Taken aback by a barrage of questions on nuclear preparedness, Gen Joshi said the biggest foe his troops had encountered during the last six days was the heat and dust-storms.

“The boys and machines had to contend with temperatures soaring to 52 degrees C and inside tanks and infantry combat vehicles it was even 5 to 7 degrees higher.
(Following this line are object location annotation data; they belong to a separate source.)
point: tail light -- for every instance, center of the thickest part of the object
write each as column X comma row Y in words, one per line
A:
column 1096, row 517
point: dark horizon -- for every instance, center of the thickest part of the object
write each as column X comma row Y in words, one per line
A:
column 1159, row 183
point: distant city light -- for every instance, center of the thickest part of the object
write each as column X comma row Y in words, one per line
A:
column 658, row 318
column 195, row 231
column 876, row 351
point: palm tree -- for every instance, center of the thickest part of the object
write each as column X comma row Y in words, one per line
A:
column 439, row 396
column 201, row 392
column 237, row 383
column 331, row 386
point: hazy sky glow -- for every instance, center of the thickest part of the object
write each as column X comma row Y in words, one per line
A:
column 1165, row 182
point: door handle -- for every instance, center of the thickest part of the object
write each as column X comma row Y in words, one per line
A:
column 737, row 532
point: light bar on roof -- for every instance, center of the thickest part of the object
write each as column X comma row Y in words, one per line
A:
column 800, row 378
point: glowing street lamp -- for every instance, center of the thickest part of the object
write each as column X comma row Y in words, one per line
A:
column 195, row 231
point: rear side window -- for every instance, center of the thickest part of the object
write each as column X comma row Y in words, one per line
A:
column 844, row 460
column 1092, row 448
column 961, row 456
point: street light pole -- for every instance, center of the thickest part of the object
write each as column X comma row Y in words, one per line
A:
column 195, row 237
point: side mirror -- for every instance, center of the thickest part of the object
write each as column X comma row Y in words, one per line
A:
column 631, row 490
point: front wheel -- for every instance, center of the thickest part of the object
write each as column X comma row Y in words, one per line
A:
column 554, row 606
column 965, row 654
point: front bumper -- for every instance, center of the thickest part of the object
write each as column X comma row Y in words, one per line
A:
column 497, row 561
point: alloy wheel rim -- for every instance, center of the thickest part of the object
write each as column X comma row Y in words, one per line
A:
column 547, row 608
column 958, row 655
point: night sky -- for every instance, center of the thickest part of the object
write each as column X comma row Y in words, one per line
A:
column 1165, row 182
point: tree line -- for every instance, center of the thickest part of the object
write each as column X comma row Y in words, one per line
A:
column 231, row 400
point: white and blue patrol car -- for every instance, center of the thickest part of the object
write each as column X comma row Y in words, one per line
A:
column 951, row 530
But the soldiers and warmachines performed exceedingly well”, the General said.

On the exercises, the Army Commander said “some deficiencies had come to the fore, specially about spares”, but added that these were not on critical items which could cripple such future vital operations.

He said the new equipment tested in the wargames which involved 40,000 personnel, more than 500 tanks, hundreds of infantry combat vehicles and pieces of artillery were the unmanned aerial reconnaissance vehicles (UAVs), highly sophisticated communication systems, including V-Sat terminals and IT wartools.

However, top commanders were tightlipped when asked if 150-250 km long surface-to-surface Prithvi missiles with nuclear warheads had been deployed in the wargames.

On why Arjun main battle tanks had not been deployed, Gen Joshi said though some of these tanks had been inducted, no one regiment was fully equipped with these tanks, to enable their testing in such wargames.

“Four armoured regiments have received these tanks. But they are still in the stage of building it up to deployment level”, the General said.

The armoured division commander, Maj-Gen Satur, leading the rapid offensive, on use of UAVs said “They add quite a punch which we were lacking earlier. It makes battlefield more transparent”.